Let’s talk semantics. Do you know what I mean?

Over the last few years the talk about search engine optimisation has given way to hype about semantic search.


context matters

The challenge with semantics is always context. Any useful form of semantic search would have to consider the context of a given search request. At a minimum the following context variables are relevant: industry, organisation, product line, scientific discipline, project, and geography. When this context is known, a semantic search engine can realistically tackle the following use cases:

  1. Looking up the natural language names or idioms that are in use to refer to a specific concept
  2. Looking for domain knowledge; i.e. looking for all concepts that are related to a given concept
  3. Investigating how a word or idiom is used in other industries, organisations, products, research projects, geographies; i.e. investigating the variability of a concept across industries, organisations, products, research projects, and geographies
  4. Looking up all the instances where a concept is used in Web content
  5. Investigating how established a specific word or idiom is in the scientific community, to distinguish between established terminology and fashionable marketing jargon
  6. Looking up the formal names that are used in database definitions, program code, and database content to refer to a specific concept
  7. Looking up all the instances where a concept is used in database definitions, program code, and database content

These use cases relate to the day-to-day work of many knowledge workers. The following presentation illustrates the challenges of semantic search and it contains examples that illustrate how semantic search based on concepts differs from search based on words.

semantic search

Do you know what I mean?

The current semantic Web is largely blind to the context parameters of industry, organisation, product line, scientific discipline, and project. Google, Microsoft, and other developers of search engines consider a fixed set of filter categories such as geography, time of publication, application, etc. and apply a more or less secret sauce to deduce further context from a user’s preferences and browsing history.
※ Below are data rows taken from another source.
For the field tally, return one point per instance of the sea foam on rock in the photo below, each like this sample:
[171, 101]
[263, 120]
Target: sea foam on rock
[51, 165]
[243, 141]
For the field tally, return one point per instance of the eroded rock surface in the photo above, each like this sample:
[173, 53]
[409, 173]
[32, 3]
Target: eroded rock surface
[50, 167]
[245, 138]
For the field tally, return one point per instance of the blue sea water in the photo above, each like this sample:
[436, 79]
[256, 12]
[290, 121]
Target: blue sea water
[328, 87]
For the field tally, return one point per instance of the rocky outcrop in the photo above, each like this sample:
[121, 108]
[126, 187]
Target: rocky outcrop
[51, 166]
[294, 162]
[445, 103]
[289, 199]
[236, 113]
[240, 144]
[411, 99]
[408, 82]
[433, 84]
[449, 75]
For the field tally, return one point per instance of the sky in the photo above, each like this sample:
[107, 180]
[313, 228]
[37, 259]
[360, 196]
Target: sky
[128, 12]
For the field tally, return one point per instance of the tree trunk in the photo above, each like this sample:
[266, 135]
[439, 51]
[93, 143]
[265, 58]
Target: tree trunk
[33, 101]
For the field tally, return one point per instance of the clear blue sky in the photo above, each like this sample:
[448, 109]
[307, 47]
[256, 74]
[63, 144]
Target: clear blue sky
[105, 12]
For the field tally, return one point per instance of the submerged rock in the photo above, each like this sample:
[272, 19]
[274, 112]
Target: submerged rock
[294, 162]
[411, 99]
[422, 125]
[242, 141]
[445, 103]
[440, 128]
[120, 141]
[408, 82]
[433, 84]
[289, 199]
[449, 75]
This approach is fundamentally flawed:

  • Each search engine relies on an idiosyncratic interpretation of user preferences and browsing history to deduce the values of further context variables, and the user is only given limited tools for influencing the interpretation, for example via articulating “likes” and “dislikes”
  • Search engines rely on idiosyncratic algorithms for translating filters, and “likes” and “dislikes” into search engine semantics
  • Search engines are unaware of the specific intent of the user at a given point in time, and without more dynamic and explicit mechanisms for a user to articulate intent, relying on a small set of filter categories, user’s preferences, and browsing history is a poor choice

The weak foundations of the “semantic Web”, which evolved from a keynote from Tim Berners-Lee in 1994, compound the problem:

“Adding semantics to the Web involves two things: allowing documents which have information in machine readable forms, and allowing links to be created with relationship values.”
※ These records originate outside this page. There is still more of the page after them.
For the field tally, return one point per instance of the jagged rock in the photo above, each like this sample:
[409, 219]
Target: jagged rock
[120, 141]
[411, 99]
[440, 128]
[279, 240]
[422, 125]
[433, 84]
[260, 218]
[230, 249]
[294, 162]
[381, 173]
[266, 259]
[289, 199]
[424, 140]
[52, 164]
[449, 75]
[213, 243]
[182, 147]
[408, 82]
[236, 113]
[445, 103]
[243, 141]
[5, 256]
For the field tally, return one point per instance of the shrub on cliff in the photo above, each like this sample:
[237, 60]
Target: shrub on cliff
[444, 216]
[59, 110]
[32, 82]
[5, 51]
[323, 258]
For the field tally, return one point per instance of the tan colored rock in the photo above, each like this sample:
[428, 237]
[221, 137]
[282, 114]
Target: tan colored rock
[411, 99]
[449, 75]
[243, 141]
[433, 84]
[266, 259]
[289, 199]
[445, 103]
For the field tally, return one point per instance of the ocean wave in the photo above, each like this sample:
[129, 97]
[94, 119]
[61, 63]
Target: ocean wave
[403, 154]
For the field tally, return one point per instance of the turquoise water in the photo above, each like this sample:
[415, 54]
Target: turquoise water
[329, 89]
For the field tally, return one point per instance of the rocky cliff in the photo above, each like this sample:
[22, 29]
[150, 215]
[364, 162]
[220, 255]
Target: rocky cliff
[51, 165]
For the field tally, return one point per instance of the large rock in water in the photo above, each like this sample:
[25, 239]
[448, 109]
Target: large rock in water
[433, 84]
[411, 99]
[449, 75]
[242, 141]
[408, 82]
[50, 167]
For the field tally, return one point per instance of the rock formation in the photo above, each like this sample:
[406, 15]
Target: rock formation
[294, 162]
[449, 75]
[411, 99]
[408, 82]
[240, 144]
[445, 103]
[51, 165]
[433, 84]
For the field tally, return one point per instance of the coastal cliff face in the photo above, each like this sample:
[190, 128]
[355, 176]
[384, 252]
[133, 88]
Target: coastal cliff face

Subsequently developed W3C standards are the result of the design by committee with the best intentions.

All organisations that have high hopes for turning big data into gold should pause for a moment, and consider the full implication of “garbage in, garbage out” in their particular context. Ambiguous data is not the only problem. Preconceived notions about semantics are another big problem. Implicit assumptions are easily baked into analytical problem statements, thereby confining the space of potential “insights” gained from data analysis to conclusions that are consistent with preconceived interpretations of so-called metadata.
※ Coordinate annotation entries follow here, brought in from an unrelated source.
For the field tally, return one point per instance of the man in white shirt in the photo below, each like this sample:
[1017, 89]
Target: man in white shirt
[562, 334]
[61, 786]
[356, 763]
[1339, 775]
The root cause of the limitations of state-of-the-art semantic search lies in the following implicit assumptions:

  • Text / natural language is the best mechanism for users to articulate intent, i.e. a reliance on words rather than concepts
  • The best mechanism to determine context is via a limited set of filter categories, user preferences, and via browsing history
words vs concepts

words vs concepts

Semantic search will only improve if and when Web browsers rely on explicit user guidance to translate words into concepts before executing a search request. Furthermore, to reduce search complexity, a formal notion of semantic equivalence is essential.

semantic equivalence

semantic equivalence

Lastly, the mapping between labels and semantics depends significantly on linguistic scope. For example the meaning of solution architecture in organisation A is typically different from the meaning of solution architecture in organisation B.

linguistic scope

linguistic scope

If the glacial speed of innovation in mainstream programming languages and tools is any indication, the main use case of semantic search is going to remain:

User looks for a product with features x, y, and z

The other use cases mentioned above may have to wait for another 10 years.

Death by Standardisation

Standardisation is a double-edged sword. Compliance with standards is best restricted to those standards that really make a difference in a specific context.

Even innocent standardisation attempts such as enforcing a shared terminology across an organisation can be counter-productive, as it can lead to the illusion of shared understanding, whereas in practice each organisational silo associates different meanings with the terminology.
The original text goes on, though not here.